Two of us missed getting to the conference due to Travisa and the San Francisco Indian Consulate’s inefficiencies and having a single-point-of-failure in a critical process: printing the visa in my passport.

My air travel was on British Airways. I paid additional money out of my pocket to ensure I wasn’t stuck in a middle seat of a 747 for two flight segments of about 11 hours each.

I missed my outbound flight–I alerted the travel agent and airline well in advance of the scheduled departure. The travel agent notified BA that I was awaiting my visa and might be able to leave a day late and get to the conference. I was told “you have 52 weeks to use this ticket.” I thought that was great.

Today, I called BA to see about using that ticket to attend this year’s conference in Istanbul, Turkey. It’s about 2 weeks earlier this year so it should have been easy to leverage the ticket with BA.  Wrong!

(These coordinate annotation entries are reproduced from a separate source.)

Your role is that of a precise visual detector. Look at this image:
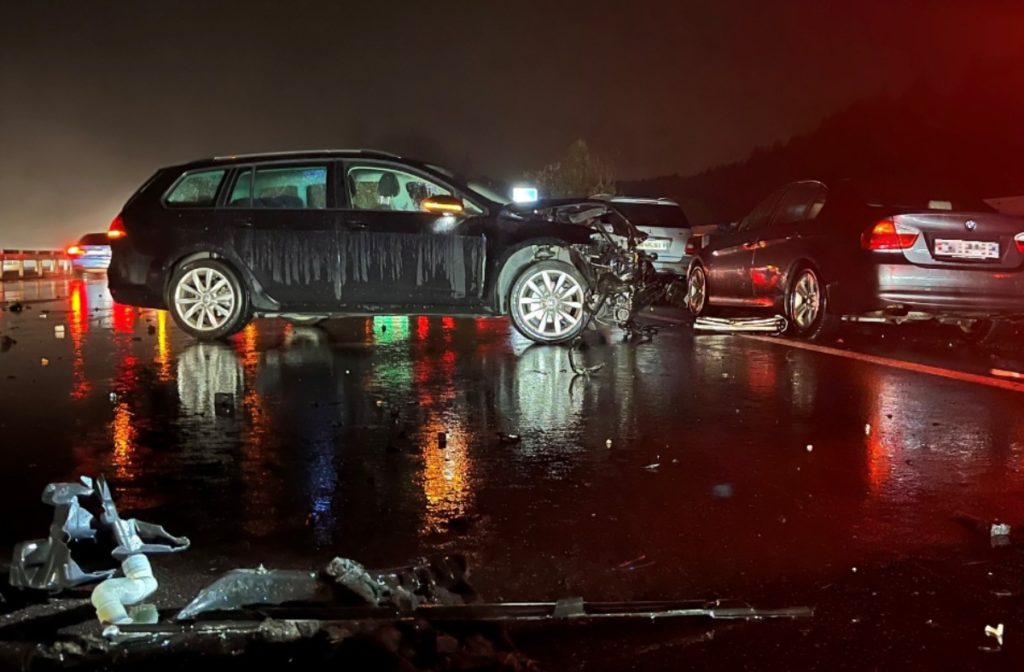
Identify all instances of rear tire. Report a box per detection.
[785,266,841,341]
[509,260,590,344]
[167,259,251,341]
[686,265,710,319]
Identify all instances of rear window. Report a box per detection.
[611,201,690,228]
[78,234,111,245]
[166,169,226,206]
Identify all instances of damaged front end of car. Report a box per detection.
[509,199,685,333]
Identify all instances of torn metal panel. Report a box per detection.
[175,566,330,621]
[693,316,788,334]
[175,555,476,621]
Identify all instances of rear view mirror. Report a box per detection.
[420,196,466,215]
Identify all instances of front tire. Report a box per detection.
[167,259,250,341]
[785,266,840,341]
[509,260,590,343]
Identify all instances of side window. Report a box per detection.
[739,190,783,230]
[246,166,327,210]
[227,168,253,208]
[164,169,227,207]
[346,166,452,212]
[772,182,825,224]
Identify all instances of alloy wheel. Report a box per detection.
[174,267,238,331]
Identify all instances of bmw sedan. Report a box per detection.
[108,151,664,343]
[687,180,1024,338]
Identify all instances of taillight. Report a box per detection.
[860,219,921,251]
[106,215,128,241]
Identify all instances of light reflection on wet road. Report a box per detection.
[0,279,1024,599]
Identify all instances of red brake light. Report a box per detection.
[860,219,920,251]
[106,215,128,241]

BA tells me that the ticket needed to be re-booked at the same time I missed my outbound flight or the entire ticket value would be lost.

How on God’s green earth can I be told 2 entirely different rules about the same ticket?  Does anybody see the conflict?

And, what does BA say, “We’re sorry. There’s nothing we can do. You need to call your travel agent.” [Read my Fast Company blog post “I’m Sorry Doesn’t Cut It Anymore.”

So, Dell (who is paying my travel to these 2 conferences) is out the money. This makes me as angry as if was my own money.  And, as for reclaiming the $170 I paid out of my pocket to not sit in middle seats, that reimbursement claim was rejected by BA as well last year shortly after I was unable to travel.  I seem to recall BA was “sorry” about that as well.

Airline passengers are sick and tired of being gamed by the airlines, their silly rules, and their complete lack of accountability. It’s just disgusting.